Julieta nunca pôs um pé seu fora do solo nacional. Julieta foi viver para África e não o sabia, só o descobriu no dia em que despertou num ambiente estranho de sons e cheiros e dizeres. Não gostou de África. Por nada em especial, não gostou. Sendo uma pessoa como já foi referido de índole anónima, não se queixou a ninguém, tentou adaptar-se a uma vida no estrangeiro, mas fraquejou, deprimiu, ganhou uma saudade tumoral dos instantâneos que tirou e guardou na memória do seu bairro, saída à força dos empurrões dos “bóbis” com rodinhas de uns camones, que de um dia para o outro, tomaram como suas as casas acanhadas que os especuladores lhes decoraram para sacar os euros que podiam.

Continuou, enquanto os comprimidos não lhe embotaram demasiado a visão periférica e a dos contornos das coisas, a trabalhar nessa espécie de quase jardim das delícias, mas foi-lhe crescendo uma malignidade a tomar conta do corpo e da alma, uma coisa insidiosa e sem tratamento conhecido, a doença da raiva absurda.

Sim, existe. Está entre uma entidade viral e uma mutação imunitária. Sem tratamento, fatal.

Julieta, que passava aos olhos de quem a visse por uma senhora perna-curta absolutamente normal, estava a ser consumida interiormente por uma doença de desfecho tristíssimo e muito lamentável.

 No dia 10 de Junho, ano anormalmente caloroso para a altura do ano, ainda por cima de seca extrema, começaram a morrer de morte misteriosa e súbita os habitantes da cidade de Lisboa. Começou, como todas as coisas que são assim, por haver notícias de mortes esparsas em sítios diversos. Mas rapidamente se alastrou o fenómeno em número e devastação.

Os políticos, levaram uma semana a culparem-se uns aos outros , só porque sim. A população não ligou por estar habituada, os jornais equilibraram as contas do mês.
Uma semana depois, já quase a esbater-se a novidade de morrerem todos os dias centenas de pessoas, alguém ,não se sabe quem, descobriu e vendeu a notícia da verdade a um jornal tabloide. A causa foi o envenenamento das águas da cidade.

Os políticos encontraram finalmente uma culpa com sentido e deixaram de se ofenderem entre si programaticamente. O terrorismo em abstracto explica qualquer dúvida. Tinha que um dia bater à nossa porta, apesar de abençoados pela Senhora.

Morreram muitas pessoas, mais as que consumiam água canalizada. Os turistas, que são normalmente indivíduos instáveis, fugiram com todos os pés que tinham, os restaurantes da Baixa a saldarem e eles nem assim, a aderirem à ideia de que Lisboa está classificada no top das cidades mais que tudo.

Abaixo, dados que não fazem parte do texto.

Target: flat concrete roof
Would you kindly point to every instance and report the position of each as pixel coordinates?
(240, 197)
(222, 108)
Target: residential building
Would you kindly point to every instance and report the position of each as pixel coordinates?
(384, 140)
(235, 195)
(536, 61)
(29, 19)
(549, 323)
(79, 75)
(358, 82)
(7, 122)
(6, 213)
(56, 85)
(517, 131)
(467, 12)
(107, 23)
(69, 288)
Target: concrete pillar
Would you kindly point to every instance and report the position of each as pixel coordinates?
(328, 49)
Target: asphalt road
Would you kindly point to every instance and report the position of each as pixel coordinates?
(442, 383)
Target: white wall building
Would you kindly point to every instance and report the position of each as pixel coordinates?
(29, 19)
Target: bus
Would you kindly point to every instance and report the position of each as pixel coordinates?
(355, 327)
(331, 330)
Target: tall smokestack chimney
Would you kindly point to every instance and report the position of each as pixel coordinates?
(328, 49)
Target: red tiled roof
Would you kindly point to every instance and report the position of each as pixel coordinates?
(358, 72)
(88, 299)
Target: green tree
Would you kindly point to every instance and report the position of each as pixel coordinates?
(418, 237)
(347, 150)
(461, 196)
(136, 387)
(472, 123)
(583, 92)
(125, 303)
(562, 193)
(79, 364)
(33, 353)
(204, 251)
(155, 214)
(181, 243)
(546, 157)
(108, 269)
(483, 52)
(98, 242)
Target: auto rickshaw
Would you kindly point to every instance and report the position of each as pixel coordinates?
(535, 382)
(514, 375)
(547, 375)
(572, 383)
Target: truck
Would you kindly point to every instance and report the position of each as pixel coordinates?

Tudo,todos a fugirem daqui. O aeroporto colapsou, já se antevia. há anos que se quis construir um mais arejado mas vieram logo dizer que havia luvas. abortou.

Depois de todos estes inesperados, Julieta voltou para o seu bairro agora quase desértico, mas já estava muito débil, carcomida ela mesma interiormente pela raiva.

Ainda trabalhou uns meses no jardim do reservatório e nada se soube, estava de cabeça perdida quando o fez.

Morreu anónima, e o turismo nunca mais foi o mesmo.